Another problem with the violinist argument is that it neglects the fact that the baby is there as a result of the woman’s own decision to have sex without being ready for a baby. In the violinist example, the woman is a helpless victim of some group of music lovers. But in a real pregnancy, the woman had to have made a decision that resulted in the baby being born, (except in the case of rape).

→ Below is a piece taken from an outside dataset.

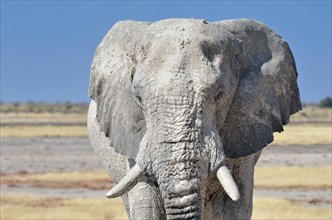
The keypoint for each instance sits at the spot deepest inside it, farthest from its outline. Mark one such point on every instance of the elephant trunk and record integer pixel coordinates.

Triablogue explains it thus:

Thompson seems to make a distinction between consent to pregnancy and consent to sex (as Beckwith and others point out). But it seems that pregnancy is the designed result of sex, even though it may not be the desired result. It would seem that our sex organs have the purpose of being ordered towards procreation. Applying this to the violinist then: What if I engaged in an activity, say, spelunking, that regularly created rare kidney diseases in violinists? Say that every time I dropped 50 ft into the cave, a violinist was almost sure to develop the disease that only I had the blood type to correct or fix. If I did so, should I not be hooked up to him, voluntarily or not? Say that there was protection, some kind of spelunking helmet. Say that it was not 100% effective. If my helmet ripped, should I be attached to the violinist? Or say I tried to “pull up” before I hit 50 ft. Unfortunately, it felt so good to decend that I pulled up a little too late and my right foot passed the 50 ft mark. Should I be attached to the violinist? I don’t see why not. Indeed, say that the statistical evidence was that the first two people that ever spelunked together would eventually cause 6 billion violinists to come down with rare kidney diseases, I dare say the Society of Music Lovers, and almost everyone else for that matter, would call for abstaining from spelunking unless you agreed to take care of the violinists until they got better. This seems fatal to Thompson’s argument.

It’s very helpful illustration for dealing with pro-abortion people who admit that unborn children are human persons, but who still think that women should have a right to terminate their pregnancy.